牧睢淮搂着他,抚摸着他雪白的背,知道他担心什么,说道:“放心,他看不到。”
他漫不经心的态度让蔺招恍惚想起,自已是牧睢淮的金丝雀。
是可以扒了衣服陪金主尽兴的玩意儿,所以牧睢淮做这些事情时自然而熟练,连避开的司机都能通过他的眼神知道他的意思。
“不说些什么吗?”牧睢淮许久没听到他反驳的话,烦躁的翻出根烟出来,咬在嘴里迟迟未点。

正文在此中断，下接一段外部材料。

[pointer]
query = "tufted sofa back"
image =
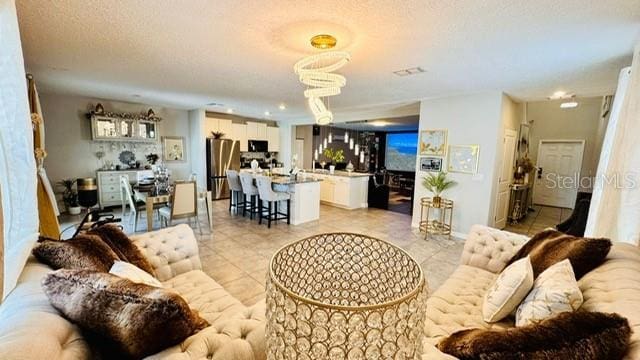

蔺招回过神来,对上他漆黑的眸子,拿走他的烟,换上他自已的唇。
讨好的在上面贴了两下,哄道,“没有,和他只是朋友而已。”
牧睢淮别开眼,还是想去翻火机。
“你来之前不是都抽过了?”蔺招抱他的时候在他身上闻到了烟草味,不重,应该没抽多少,他一板一眼道:“吸烟对身体不好,韩冬帆他……”
那三个字一出口,蔺招连忙咬住了舌尖,他不想火上浇油,可那三个已经出口的字把事情弄的更糟了。